7. Consumer Goods Stocks
People aren’t going to stop buying essential goods such as food and personal care items no matter what the economy looks like, making consumer staples a relatively safe investment option in times of uncertainty. The iShares U.S. Consumer Goods Sector Index Fund (IYK) is one way to gain broad exposure to this sector.
8. Health Care and Pharmaceuticals Stocks
Health care, and especially pharmaceuticals, have become a reliable mainstay in the stock market, offering consistent returns. The Vanguard Health Care Fund (VGHCX), for example, has generated an impressive 13% return over the last decade and nearly 30% over the last year. Companies like Johnson & Johnson and Pfizer are two examples of reliable performers within this sector.

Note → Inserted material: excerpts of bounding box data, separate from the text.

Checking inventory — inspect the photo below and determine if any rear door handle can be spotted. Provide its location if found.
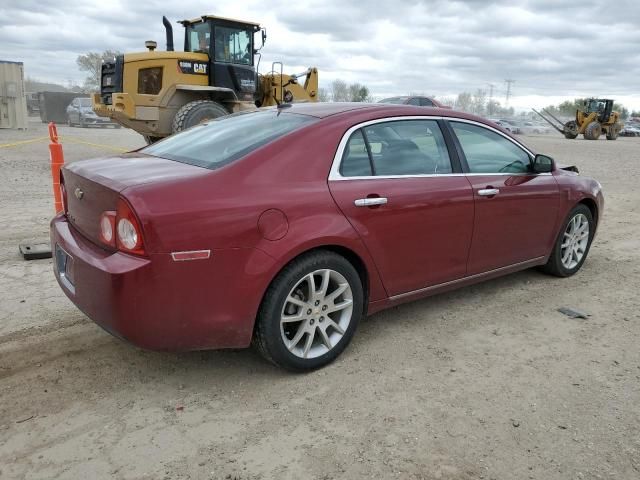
[478,188,500,197]
[353,197,387,207]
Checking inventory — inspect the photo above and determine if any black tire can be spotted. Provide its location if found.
[584,122,602,140]
[542,203,596,277]
[563,120,578,140]
[253,250,364,372]
[172,100,229,133]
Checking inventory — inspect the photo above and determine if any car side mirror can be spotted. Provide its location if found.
[531,154,554,173]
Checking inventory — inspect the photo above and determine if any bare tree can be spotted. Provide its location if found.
[471,88,487,115]
[331,80,350,102]
[349,83,372,102]
[456,92,473,112]
[76,50,121,90]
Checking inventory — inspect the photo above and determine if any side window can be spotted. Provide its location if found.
[340,130,372,177]
[451,122,531,173]
[364,120,452,175]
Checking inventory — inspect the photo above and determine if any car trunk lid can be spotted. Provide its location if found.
[62,154,211,243]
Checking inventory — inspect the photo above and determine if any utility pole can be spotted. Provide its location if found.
[504,78,516,108]
[488,83,495,116]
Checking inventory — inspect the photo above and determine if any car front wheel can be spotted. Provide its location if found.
[543,204,595,277]
[254,251,364,371]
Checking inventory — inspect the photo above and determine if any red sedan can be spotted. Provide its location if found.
[51,104,603,370]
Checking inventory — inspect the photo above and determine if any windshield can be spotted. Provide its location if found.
[141,109,317,170]
[378,97,407,104]
[213,27,253,65]
[184,22,211,53]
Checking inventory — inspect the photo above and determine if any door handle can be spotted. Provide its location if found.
[478,188,500,197]
[353,197,387,207]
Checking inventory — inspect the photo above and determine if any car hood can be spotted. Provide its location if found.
[65,152,211,192]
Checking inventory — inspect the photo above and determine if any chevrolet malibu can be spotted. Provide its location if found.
[51,104,603,370]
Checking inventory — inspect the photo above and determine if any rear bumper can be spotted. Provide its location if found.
[51,216,273,351]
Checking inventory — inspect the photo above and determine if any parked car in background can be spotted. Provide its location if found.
[620,124,640,137]
[51,103,604,370]
[378,96,451,109]
[488,118,522,134]
[517,121,551,135]
[67,97,120,128]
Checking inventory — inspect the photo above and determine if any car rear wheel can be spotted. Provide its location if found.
[543,204,595,277]
[254,251,364,371]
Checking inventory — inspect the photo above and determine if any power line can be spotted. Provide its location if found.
[488,83,495,115]
[504,78,516,108]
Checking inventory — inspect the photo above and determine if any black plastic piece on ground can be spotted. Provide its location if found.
[19,243,51,260]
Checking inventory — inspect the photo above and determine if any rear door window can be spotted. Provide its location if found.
[140,109,318,170]
[451,122,531,173]
[340,120,452,177]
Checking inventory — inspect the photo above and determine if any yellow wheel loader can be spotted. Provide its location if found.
[93,15,318,143]
[533,98,624,140]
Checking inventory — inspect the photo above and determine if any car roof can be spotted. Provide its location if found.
[280,102,533,147]
[273,102,476,125]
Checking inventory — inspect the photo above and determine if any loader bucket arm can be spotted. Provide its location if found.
[531,108,564,135]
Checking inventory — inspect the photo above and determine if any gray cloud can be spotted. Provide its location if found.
[0,0,640,108]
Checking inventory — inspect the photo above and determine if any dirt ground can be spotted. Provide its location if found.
[0,117,640,480]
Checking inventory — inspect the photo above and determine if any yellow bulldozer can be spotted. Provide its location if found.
[93,15,318,143]
[533,98,624,140]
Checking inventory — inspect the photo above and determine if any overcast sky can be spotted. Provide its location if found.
[0,0,640,110]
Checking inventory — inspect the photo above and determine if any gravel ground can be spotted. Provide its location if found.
[0,117,640,480]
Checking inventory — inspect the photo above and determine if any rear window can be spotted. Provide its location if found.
[140,109,318,170]
[378,97,407,104]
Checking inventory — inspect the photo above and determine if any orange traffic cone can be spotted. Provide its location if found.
[49,122,64,213]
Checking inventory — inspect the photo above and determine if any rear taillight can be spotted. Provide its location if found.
[100,197,145,255]
[115,197,145,255]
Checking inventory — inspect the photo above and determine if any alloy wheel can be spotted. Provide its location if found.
[560,213,589,270]
[280,269,353,359]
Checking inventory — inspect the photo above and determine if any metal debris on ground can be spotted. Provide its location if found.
[558,307,591,320]
[19,243,51,260]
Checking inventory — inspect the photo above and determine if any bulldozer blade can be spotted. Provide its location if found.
[542,108,564,125]
[531,108,564,135]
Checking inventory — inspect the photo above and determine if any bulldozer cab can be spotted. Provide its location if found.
[180,15,265,100]
[584,98,613,123]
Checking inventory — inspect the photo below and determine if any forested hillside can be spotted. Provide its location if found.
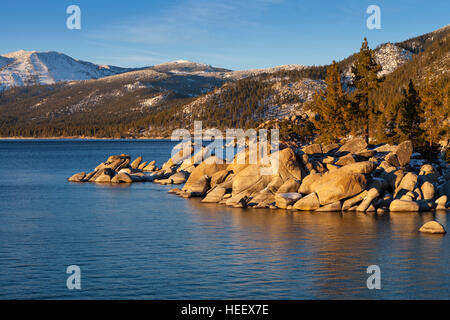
[0,27,450,144]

9. The Broader Stock Market
The S&P 500 is a benchmark that represents 500 of the largest companies in the United States, which have a proven record of growth over time. It’s worth mentioning that conventional wisdom would suggest avoiding equities if your goal is to protect assets. However, investing in an index fund or ETF like the iShares Total Market ETF (IWM) may not be considered as risky as owning individual stocks.
Investment options other than bonds can help provide stability and security when seeking a more conservative approach to growing your nest egg. Ultimately, it’s up to you to determine which of these alternatives align with your personal risk tolerance and financial goals. Diversification across several investment types is the key to weathering any market downturns that may come your way.
10. Precious Metals
Precious metals such as copper, silver, and gold are not simply a store of wealth, but are also important industrial and commercial needed resources. They will always have value, and have had an outstanding track record for thousands of years. Investing and purchasing such metals at low prices can help save guard your investments against currency risk.